Most American entertainment reporters and media pundants don't seem to be able to understand what they see or hear when it comes to the heated exchange between Rosie O'Donnell and Elisabeth Hasslebeck on the US TV program The View.

It's as if they haven't heard an honest emotion uttered on TV; they seemed rattled. And of course there were those who degraded the exchange by calling it a "cat fight." ABC-TV early morning News even used the squaling of cats in the background.

I've seen almost all of those would-be journalists "report" that Rosie (whose name familiarity is joining the ranks of Oprah, Cher and Madonna; Elisabeth, however, will continue to be known as Elisabeth Who the moment Rosie is off The View) called US soldiers "terrorists," and she absolutely did not.

She inferred that the US government may be experienced as terrorists by Iraqis whose nation is being decimated by the US invasion-turned-all-out-war against (in their minds) Iraqis. Iraqis are not sitting around watching these faux analysts, they are trying to survive bombs, guns, and other artillery going off all around them, all the time.

To the pundants, the US-Iraq war is a notion; to the Iraqis it's a matter of life and death.

In order to understand what Rosie actually said, one must understand nuance. One must be able to think for themselves. Analyze.

Unfortunately, instead of a worthy opponent, Rosie saw someone across the table whom she thought actually knew her well enough to know that Rosie would never diss our kids in uniform. She saw a would-be friend deny her the benefit of the doubt, even enough to attempt to understand her genuine intention.

A would-be friend who instead attributed to Rosie thoughts and words she neither said nor intended. So she got emotional and delved into name-calling.

Elisabeth fought back, which her fans were happy to see. But she fought back with words intended only to push and diss Rosie with name-calling as well instead of participating in an educated argument.

No matter how you feel about Rosie's arguments? She reads, she researches, she wants to know more than what she is told by people who have every reason to mislead us.

Elisabeth doesn't appear to know how to participate in genuine spirited, knowledgeable argument about the US-Iraq war . An informed public exchanging honestly held points of view is at the core of a democracy. But! She does seem to know how to practice "truthiness."
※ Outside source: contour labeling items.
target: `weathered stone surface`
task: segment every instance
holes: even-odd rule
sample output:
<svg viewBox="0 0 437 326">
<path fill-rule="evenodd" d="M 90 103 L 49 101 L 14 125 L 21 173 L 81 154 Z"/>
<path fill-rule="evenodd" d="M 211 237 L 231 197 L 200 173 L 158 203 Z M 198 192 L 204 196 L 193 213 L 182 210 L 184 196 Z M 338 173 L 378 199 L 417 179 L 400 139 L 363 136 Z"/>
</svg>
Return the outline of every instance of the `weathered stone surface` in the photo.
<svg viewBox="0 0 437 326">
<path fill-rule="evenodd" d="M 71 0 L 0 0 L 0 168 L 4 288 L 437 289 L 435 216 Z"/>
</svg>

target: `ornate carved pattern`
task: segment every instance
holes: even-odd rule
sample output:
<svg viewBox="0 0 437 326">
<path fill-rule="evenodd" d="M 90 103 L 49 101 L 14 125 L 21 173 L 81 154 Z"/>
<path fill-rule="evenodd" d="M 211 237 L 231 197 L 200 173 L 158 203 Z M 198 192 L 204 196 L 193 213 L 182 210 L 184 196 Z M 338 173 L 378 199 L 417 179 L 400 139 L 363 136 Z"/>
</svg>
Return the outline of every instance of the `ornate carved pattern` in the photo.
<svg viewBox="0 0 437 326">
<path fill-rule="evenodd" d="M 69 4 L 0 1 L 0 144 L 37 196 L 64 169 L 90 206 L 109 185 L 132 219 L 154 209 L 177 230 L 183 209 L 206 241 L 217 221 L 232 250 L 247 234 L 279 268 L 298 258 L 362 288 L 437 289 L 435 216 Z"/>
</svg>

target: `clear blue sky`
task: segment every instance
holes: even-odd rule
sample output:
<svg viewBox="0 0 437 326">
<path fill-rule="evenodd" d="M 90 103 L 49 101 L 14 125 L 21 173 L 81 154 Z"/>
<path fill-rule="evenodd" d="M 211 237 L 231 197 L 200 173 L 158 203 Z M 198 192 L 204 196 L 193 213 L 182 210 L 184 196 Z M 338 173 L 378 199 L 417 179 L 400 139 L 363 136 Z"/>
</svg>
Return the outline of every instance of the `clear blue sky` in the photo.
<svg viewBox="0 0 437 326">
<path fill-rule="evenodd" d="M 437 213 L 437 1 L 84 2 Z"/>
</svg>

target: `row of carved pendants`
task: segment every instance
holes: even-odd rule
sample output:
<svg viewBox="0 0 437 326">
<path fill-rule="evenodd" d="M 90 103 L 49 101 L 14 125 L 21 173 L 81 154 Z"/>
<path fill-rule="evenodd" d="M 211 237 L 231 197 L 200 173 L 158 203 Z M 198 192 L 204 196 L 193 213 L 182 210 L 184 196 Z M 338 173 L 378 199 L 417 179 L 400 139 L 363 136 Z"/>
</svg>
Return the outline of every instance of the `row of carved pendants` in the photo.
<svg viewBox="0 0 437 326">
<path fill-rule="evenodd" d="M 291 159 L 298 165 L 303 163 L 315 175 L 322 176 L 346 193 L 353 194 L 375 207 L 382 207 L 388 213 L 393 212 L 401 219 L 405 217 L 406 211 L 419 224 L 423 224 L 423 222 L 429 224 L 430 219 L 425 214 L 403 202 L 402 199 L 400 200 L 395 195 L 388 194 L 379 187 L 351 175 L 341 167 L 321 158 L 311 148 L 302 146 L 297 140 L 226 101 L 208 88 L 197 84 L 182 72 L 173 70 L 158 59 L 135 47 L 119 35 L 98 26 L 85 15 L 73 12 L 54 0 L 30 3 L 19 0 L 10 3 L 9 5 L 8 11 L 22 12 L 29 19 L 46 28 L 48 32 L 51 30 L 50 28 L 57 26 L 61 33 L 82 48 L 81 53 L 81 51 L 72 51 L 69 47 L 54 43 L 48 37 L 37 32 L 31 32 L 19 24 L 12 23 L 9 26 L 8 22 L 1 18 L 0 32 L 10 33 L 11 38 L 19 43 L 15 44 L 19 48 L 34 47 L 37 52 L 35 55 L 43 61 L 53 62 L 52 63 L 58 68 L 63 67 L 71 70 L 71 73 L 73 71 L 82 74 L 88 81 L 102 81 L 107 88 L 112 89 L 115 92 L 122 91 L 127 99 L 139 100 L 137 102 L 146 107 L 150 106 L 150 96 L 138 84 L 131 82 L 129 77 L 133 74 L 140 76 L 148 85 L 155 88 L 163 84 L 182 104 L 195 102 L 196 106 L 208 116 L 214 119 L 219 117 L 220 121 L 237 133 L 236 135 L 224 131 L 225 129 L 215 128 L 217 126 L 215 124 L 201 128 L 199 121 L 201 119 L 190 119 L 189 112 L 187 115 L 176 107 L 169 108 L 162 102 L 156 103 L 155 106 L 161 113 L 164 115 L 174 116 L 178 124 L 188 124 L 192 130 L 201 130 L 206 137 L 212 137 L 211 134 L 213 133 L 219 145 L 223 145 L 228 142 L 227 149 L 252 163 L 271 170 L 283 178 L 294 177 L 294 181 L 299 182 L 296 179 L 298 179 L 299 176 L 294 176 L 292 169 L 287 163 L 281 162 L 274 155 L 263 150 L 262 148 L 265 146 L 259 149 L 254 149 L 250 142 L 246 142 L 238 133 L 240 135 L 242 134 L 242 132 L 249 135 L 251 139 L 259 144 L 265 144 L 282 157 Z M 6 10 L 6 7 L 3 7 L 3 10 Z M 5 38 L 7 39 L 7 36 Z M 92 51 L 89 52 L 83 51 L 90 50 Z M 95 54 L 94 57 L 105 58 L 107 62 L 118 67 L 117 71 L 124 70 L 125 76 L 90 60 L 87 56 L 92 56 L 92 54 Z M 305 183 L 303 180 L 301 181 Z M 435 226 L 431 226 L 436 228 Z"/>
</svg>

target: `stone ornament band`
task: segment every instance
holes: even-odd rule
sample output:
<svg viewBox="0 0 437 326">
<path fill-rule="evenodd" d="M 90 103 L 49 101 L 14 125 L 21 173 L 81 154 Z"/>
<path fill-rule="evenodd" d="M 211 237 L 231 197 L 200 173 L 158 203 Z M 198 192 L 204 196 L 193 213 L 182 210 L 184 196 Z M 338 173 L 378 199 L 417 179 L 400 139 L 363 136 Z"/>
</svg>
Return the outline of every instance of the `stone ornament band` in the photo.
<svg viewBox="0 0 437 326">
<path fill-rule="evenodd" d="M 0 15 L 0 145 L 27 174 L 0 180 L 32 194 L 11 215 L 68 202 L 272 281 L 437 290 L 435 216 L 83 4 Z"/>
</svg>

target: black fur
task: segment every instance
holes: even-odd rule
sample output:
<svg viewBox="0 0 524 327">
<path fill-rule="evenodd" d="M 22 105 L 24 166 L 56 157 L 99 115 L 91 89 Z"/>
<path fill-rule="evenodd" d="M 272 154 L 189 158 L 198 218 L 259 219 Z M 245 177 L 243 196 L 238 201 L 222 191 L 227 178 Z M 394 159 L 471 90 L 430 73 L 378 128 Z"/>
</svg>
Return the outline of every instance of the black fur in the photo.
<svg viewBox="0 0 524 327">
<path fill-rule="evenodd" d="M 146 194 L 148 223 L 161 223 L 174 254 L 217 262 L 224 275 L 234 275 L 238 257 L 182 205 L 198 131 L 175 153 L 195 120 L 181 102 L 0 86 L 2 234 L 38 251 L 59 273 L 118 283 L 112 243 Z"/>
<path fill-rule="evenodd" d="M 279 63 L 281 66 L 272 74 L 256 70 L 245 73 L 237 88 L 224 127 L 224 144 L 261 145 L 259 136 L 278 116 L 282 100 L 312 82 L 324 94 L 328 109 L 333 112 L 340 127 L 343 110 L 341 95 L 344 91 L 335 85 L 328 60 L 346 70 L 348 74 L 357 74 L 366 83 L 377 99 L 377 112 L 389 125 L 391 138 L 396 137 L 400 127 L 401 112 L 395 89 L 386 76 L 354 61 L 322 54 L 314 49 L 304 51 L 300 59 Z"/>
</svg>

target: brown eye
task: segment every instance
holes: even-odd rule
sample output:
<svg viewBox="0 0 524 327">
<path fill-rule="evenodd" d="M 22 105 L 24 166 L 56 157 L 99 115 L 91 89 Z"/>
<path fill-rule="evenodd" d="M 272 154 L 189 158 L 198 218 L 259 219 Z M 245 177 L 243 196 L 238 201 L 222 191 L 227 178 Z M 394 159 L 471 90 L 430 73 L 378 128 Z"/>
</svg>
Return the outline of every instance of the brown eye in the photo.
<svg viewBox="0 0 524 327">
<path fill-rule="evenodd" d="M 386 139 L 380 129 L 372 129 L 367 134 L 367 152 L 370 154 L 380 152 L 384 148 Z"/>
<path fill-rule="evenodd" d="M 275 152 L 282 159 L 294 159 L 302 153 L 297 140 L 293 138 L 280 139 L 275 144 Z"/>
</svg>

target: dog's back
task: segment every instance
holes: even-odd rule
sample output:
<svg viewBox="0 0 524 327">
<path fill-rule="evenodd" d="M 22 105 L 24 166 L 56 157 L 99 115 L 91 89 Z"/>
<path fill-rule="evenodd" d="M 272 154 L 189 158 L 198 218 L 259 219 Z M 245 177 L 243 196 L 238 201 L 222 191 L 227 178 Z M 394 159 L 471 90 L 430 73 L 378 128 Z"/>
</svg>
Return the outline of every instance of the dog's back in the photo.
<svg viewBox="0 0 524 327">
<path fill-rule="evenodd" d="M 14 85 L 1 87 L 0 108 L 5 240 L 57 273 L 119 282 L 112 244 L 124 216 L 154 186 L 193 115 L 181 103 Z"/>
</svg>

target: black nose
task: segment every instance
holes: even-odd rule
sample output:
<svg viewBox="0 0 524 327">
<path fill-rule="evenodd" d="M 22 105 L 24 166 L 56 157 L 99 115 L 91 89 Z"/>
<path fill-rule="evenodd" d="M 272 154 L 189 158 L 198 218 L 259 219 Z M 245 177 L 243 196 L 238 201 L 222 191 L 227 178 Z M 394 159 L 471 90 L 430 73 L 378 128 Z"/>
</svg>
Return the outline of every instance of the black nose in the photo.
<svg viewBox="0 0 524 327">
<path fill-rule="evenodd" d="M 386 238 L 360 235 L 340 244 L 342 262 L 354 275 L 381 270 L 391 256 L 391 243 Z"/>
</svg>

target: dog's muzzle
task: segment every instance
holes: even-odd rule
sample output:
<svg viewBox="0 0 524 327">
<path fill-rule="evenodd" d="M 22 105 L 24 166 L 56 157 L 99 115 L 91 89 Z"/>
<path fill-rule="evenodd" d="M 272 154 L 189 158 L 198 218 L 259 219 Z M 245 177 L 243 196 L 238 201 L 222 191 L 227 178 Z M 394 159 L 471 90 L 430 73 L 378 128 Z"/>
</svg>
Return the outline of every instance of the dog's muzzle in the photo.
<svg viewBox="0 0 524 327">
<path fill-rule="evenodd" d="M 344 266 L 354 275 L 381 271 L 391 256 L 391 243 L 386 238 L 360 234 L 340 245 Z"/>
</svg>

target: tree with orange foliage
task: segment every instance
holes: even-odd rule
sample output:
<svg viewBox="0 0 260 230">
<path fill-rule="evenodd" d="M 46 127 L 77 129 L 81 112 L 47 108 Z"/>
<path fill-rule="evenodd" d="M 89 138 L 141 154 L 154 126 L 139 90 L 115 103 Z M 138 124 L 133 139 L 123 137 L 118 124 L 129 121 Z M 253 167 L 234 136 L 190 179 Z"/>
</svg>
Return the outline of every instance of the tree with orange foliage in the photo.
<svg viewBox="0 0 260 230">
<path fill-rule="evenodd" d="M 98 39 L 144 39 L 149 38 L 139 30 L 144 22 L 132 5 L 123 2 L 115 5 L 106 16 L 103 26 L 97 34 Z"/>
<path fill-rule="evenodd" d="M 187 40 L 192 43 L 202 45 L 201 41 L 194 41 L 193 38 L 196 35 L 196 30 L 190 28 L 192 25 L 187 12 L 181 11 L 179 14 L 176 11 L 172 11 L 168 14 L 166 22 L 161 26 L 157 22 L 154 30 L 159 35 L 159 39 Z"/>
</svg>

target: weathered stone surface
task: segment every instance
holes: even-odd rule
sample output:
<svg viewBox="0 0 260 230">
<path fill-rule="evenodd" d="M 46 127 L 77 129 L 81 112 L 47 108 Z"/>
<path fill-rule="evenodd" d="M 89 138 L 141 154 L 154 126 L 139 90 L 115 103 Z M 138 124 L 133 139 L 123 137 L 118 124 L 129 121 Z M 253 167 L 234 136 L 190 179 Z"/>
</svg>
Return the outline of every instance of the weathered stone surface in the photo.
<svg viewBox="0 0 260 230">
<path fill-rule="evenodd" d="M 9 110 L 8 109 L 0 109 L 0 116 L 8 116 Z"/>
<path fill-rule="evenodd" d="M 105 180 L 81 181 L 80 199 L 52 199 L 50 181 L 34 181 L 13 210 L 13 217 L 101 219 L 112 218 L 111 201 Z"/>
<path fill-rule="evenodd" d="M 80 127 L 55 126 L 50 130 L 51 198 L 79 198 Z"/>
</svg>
Regurgitating what she's been told by those in power, believing everything she is told because it feels like it should be true.
Watch the exchange for yourself here.

We link, you decide. When you watch - I hope you'll pay attention to what is actually said on both sides, rather than indulging in the truthiness of your already steadfast beliefs.

Elisabeth's retorts remind me of the lyrics from a song in The King and I: "Very quickly will he fight/He'll fight to prove what he does. Not. Know. Is. So."

No matter whose corner you're in, the fact is that this daytime show - thanks to the irascible Rosie - is one of the few places where we can see real political ... chatter; I'm not sure it rises to the definition of debate.

Oh, most of those would-be pundants declared one of the two a winner the other a loser. But the only real losers are the American public because this is about as classy as public discussion gets about the subject here.

I hope you're checking out news from other nations to understand the extraordinary bias in American media coverage. The internet is rife with news from every corner of the world, most feature English versions of coverage in other languages.

It also helps if you speak more than one language in any occupation these days because of the international nature of the world economy.

Back home? I wish more of those would-be US analysts and pundants were investigating, reporting and debating the real issues concerning this horrific US-Iraq war - a war that has virtually destabilized the world - so we can know the genuine truth about the people who got us into it and explain honestly why our troops have not come home long ago.